Around 150 bridges have been washed away, he said, and 3,500 kilometres (2,175 miles) of roads damaged in flooding and landslides, hampering access.
"The heavy rains are forecast to continue and with many dams and rivers already at flood levels, the flooding is likely to get worse before it gets better," Laerke said.
- Health facilities wrecked -
Tens of millions of people have been affected by relentless monsoon rains that have submerged a third of Pakistan and claimed more than 1,100 lives.
The rains that began in June have unleashed the worst flooding in more than a decade, washing away swathes of vital crops and damaging or destroying more than a million homes.
World Health Organization spokesman Christian Lindmeier said Pakistan's health facilities had been severely affected by the flooding, with 180 "completely damaged".
He said there was already a vast disparity between rural and urban healthcare provision, while treatment for non-communicable diseases such as diabetes would be "severely" impacted.
"It's a vast problem which opens up here," he said.
The UN refugee agency said there were 1.3 million Afghan refugees registered in Pakistan and it had already delivered $1.5 million worth of emergency relief and shelter items -- but "much, much more" would be needed in the coming weeks.
- 'Climate catastrophe' -
Guterres branded the floods a "climate catastrophe", saying South Asia was one of the world's hotspots where people are "15 times more likely to die from climate impacts".

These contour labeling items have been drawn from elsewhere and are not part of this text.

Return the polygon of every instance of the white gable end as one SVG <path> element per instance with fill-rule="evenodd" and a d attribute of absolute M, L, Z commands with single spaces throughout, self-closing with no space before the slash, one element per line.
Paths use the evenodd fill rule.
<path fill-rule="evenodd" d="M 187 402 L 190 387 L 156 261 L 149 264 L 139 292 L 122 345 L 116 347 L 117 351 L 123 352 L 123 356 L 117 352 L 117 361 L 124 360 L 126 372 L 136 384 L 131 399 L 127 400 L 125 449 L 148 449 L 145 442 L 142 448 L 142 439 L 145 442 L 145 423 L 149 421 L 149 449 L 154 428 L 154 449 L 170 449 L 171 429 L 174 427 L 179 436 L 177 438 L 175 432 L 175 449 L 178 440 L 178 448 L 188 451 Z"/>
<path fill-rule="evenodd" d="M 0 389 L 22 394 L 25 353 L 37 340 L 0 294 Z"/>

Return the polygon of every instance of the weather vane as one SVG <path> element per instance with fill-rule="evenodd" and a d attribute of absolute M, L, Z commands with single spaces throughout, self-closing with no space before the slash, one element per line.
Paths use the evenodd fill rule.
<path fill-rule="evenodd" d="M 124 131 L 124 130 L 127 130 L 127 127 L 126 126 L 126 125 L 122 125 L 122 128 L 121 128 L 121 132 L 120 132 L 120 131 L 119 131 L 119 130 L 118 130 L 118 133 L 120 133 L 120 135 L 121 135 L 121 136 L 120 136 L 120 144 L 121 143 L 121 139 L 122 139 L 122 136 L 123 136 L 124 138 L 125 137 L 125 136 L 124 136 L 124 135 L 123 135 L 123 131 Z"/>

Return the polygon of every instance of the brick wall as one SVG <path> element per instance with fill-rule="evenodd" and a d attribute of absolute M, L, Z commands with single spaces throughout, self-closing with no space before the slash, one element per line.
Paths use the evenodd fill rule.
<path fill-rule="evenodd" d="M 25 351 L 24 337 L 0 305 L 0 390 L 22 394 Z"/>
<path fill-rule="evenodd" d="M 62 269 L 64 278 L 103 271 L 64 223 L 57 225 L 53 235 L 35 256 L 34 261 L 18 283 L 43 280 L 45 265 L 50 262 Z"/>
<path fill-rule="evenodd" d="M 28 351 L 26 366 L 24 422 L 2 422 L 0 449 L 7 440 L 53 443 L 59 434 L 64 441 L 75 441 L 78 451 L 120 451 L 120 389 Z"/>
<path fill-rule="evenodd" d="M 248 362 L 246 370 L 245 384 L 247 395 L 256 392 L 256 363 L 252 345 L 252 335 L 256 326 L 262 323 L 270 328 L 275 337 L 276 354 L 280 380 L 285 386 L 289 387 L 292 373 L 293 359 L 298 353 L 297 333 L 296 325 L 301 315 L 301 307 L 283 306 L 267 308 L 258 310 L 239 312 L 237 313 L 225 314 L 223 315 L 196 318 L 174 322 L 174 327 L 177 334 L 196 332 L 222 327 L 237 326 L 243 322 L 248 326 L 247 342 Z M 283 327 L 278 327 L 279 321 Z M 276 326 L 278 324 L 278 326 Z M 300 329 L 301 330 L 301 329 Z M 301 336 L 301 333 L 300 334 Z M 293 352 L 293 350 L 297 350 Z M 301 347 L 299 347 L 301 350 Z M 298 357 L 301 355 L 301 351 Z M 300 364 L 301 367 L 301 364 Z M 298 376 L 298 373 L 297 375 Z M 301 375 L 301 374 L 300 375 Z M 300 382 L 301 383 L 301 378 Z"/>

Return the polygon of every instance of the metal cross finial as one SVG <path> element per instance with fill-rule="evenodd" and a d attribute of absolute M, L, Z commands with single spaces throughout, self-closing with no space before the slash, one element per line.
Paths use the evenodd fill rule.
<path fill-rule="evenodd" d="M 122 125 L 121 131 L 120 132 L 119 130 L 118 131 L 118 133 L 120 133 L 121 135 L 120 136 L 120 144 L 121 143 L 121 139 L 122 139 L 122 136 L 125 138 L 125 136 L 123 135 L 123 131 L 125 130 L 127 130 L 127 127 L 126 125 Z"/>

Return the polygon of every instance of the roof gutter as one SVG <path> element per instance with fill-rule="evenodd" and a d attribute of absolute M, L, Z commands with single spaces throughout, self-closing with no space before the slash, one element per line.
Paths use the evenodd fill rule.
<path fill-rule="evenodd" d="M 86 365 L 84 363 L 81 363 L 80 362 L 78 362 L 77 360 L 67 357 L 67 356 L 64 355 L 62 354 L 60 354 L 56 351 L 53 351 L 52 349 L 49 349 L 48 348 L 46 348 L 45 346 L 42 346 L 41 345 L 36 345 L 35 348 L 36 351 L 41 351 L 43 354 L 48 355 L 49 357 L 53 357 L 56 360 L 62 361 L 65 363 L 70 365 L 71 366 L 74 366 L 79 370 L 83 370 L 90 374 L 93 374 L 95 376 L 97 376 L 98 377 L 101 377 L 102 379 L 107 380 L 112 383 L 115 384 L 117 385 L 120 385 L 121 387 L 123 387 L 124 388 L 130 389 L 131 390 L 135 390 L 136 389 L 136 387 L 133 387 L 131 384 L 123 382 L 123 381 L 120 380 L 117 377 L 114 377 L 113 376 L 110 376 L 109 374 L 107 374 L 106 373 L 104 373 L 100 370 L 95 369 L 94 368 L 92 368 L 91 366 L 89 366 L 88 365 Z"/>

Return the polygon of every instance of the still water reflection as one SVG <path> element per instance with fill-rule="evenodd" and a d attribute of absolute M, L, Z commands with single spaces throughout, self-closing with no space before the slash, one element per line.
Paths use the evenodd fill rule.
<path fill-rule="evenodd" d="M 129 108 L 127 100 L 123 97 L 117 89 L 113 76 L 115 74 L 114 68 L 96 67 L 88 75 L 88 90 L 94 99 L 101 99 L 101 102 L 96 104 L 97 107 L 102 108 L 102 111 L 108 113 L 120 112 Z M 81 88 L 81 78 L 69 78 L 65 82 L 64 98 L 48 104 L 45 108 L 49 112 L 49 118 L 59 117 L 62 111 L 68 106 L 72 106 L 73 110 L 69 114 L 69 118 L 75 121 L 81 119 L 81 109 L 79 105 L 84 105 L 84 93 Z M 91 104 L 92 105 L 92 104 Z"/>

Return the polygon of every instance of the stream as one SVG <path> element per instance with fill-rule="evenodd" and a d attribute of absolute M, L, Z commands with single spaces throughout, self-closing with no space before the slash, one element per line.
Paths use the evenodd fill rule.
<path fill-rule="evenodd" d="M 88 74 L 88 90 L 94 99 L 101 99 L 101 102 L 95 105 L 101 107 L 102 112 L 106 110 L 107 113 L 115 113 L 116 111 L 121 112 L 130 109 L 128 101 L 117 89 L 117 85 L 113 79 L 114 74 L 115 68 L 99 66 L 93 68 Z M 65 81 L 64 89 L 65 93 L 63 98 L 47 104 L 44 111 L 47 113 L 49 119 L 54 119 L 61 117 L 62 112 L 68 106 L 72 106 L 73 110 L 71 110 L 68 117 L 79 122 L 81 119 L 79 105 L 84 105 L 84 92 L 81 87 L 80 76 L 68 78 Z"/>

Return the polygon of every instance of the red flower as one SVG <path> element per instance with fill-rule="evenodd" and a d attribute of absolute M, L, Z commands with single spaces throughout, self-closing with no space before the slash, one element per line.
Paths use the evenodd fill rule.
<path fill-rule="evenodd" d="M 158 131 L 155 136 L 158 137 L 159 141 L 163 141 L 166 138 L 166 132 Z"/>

"It is outrageous that climate action is being put on the back burner as global emissions of greenhouse gases are still rising, putting all of us -- everywhere -- in growing danger," he said.
The UN's World Meteorological Organization said that Pakistan and northwest India have been witnessing an intense 2022 monsoon season.
One site at Padidan in the southern Sindh province was reporting 1,288 millimetres of rain so far in August, compared to the monthly average of 46 millimetres, said WMO spokeswoman Clare Nullis.